Henry Scripps Booth, on his wedding day. He later joked that it was the last time that he would ever wear a waistcoat. Courtesy of Cranbrook Archives, Cranbrook Center for Collections and Research.

Henry Booth, youngest son of Cranbrook’s founders, George and Ellen Booth, and Carolyn Farr, daughter of shipbuilding magnate Merton Elmer Farr and Emma Rothe, first announced their engagement on June 29th, 1925. Neither of them believed in long engagements, it appears, as they were married just three months later, at the First Congregational Church in Detroit. The wedding had some competition for most memorable event of the year for Carolyn Farr. On August 30th, while on her way home from a shopping trip to New York City to complete her trousseau, Carolyn’s train crashed into the back of another train which had made an accidental stop on the westbound line near Syracuse.  

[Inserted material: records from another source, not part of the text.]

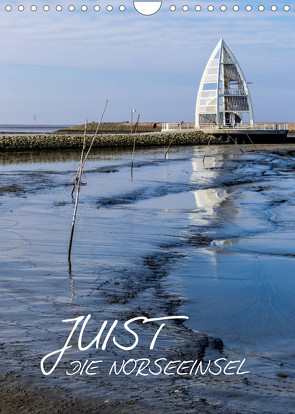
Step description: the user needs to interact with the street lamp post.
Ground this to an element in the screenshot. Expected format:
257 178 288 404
130 109 136 134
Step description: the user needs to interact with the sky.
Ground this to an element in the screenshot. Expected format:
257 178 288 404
0 0 295 124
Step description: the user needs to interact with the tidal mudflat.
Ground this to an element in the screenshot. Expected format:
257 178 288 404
0 145 295 413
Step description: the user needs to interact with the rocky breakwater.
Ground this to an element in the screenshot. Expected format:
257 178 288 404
0 131 224 152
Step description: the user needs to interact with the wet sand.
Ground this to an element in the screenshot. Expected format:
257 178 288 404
0 146 295 413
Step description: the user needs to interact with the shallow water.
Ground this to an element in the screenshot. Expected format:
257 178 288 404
0 146 295 412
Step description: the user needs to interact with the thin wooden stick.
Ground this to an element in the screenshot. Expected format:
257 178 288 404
83 99 109 166
68 121 87 260
131 114 140 178
71 121 88 199
68 100 108 266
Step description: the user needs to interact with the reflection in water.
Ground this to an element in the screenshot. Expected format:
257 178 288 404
0 146 295 412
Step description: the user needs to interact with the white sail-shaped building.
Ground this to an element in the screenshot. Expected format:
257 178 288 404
195 39 254 128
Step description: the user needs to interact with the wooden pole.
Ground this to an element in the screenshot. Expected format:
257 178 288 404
131 114 140 178
68 100 108 260
68 121 87 260
71 121 88 199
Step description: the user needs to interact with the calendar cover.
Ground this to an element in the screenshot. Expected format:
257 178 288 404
0 0 295 414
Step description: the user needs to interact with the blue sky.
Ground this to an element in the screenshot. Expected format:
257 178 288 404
0 0 295 124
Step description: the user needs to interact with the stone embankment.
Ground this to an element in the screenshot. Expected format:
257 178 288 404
0 131 225 152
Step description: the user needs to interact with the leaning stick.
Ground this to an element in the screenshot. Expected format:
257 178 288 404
68 121 87 263
131 114 140 178
68 100 108 264
71 121 88 198
82 99 109 166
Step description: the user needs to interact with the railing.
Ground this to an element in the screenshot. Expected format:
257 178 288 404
199 123 288 130
219 89 247 96
162 122 289 131
162 122 190 131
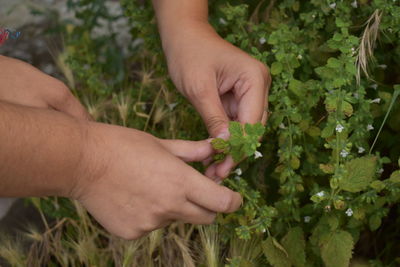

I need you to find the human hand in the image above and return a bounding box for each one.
[163,22,271,180]
[70,122,241,239]
[0,55,90,119]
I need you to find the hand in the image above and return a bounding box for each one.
[0,55,90,119]
[71,123,241,239]
[163,22,271,180]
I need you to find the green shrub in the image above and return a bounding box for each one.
[3,0,400,267]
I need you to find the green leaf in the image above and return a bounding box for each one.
[230,146,244,163]
[271,61,283,75]
[282,227,306,267]
[389,171,400,183]
[369,180,385,192]
[342,101,353,117]
[213,153,226,163]
[262,236,291,267]
[339,156,376,193]
[244,122,265,139]
[229,121,243,136]
[320,230,354,267]
[369,213,382,231]
[289,79,304,97]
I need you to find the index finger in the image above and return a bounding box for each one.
[234,65,270,123]
[185,171,242,213]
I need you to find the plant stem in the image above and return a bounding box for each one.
[368,89,400,155]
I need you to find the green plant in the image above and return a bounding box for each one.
[2,0,400,267]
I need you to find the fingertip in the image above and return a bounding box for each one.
[216,156,235,179]
[204,163,218,181]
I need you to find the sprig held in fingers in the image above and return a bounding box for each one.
[211,121,265,163]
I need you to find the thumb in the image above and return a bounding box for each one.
[189,81,229,138]
[158,139,214,162]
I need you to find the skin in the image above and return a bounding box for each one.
[0,0,270,239]
[0,57,242,239]
[153,0,271,181]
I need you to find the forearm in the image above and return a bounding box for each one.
[153,0,216,56]
[0,101,86,197]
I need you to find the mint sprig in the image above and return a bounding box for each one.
[211,121,265,163]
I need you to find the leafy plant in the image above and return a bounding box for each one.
[211,121,265,163]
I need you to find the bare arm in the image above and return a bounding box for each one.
[153,0,271,180]
[0,101,85,197]
[0,101,241,239]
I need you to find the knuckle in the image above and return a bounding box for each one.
[52,81,73,104]
[203,213,217,224]
[219,189,234,213]
[205,116,226,132]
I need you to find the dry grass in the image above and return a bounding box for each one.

Clipping from Buffalo Courier, August 31, 1924, page 56

Fortunately, no one was killed in the crash. Some members of a Boy Scouts troop riding at the back of the rear train actually slept through the collision and had to be shaken awake by their bemused troop leaders. Though she escaped serious injury, the crash left Carolyn with cuts on her nose and mouth, which may have still been painful on her wedding day, though they are invisible in her wedding photos.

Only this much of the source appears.